As such, Wright is continuing to conduct shelf-level research.
Wright says he has a goal of raising $400,000 and so far, he’s raised $250,000 through GoFundMe drive and an equity financing campaign he likens to a co-op model that people can invest in through his website. Investors will be entitled to a share of the profits, product discounts, and for those who have their own food businesses, their investment gives them prominent access to product placement on the store’s shelves. Among his investors, Wright says, is renowned Detroit artist Sheefy McFly.
For technical support, Wright has turned to city and public-private resources, including from Detroit’s Motor City Match program and the Michigan Good Food Fund, a $30 million public-private partnership that helps entrepreneurs working to increase access to healthy food.
The building is still undergoing construction. Wright says he had hoped that the grocery store would have opened by the end of 2021 but the pandemic has caused delays in construction. Under previous iterations, Wright had planned to purchase a building but for now, he’s leasing the building, with the option to purchase at a later date.
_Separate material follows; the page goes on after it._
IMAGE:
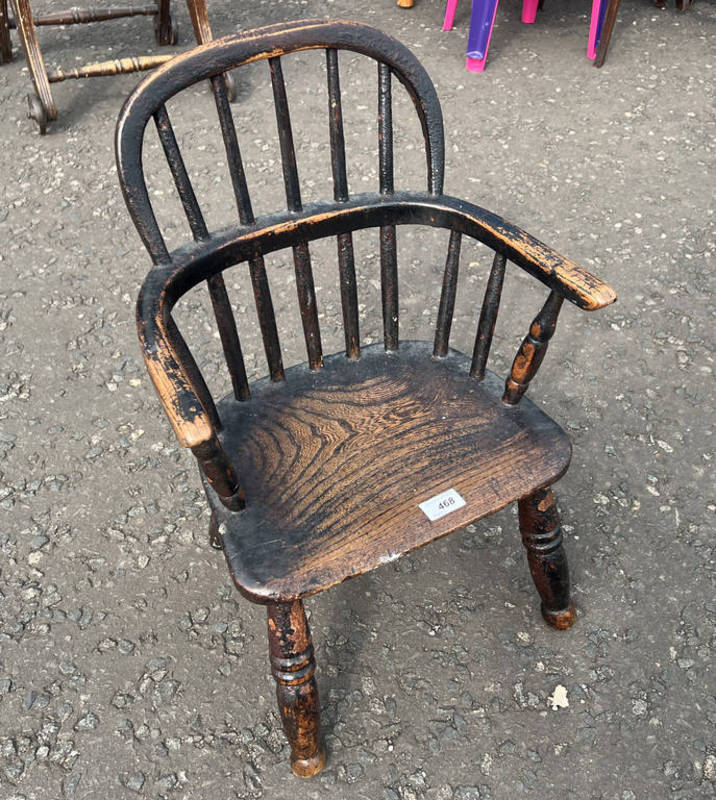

This, he says, gives him the flexibility to make adjustments to his vision long-term.
As for his journey, Wright says he’s no longer focused on competing with those big boxes anymore. Supermarket chains, he says, have dominated the industry for more than a century, have billions of dollars at their disposal, and access to superior technology to continue its stronghold on how consumers shop.
His advantage, his connection with his community.
“My only competitive edge is culture and that’s a big competitive edge,” he says. “So why do you even compete? Just drive culture and change and shift the consciousness of the people that you want to save.”
This article was made possible through a collaborative storytelling effort with Tostada Magazine, a Detroit-based independent digital media organization that was founded on the premise that food journalism has the power to unify communities & preserve culture. Editor’s note: We’ve updated this story to clarify that Metro Foodland was a Black-owned grocery store in Detroit until 2014.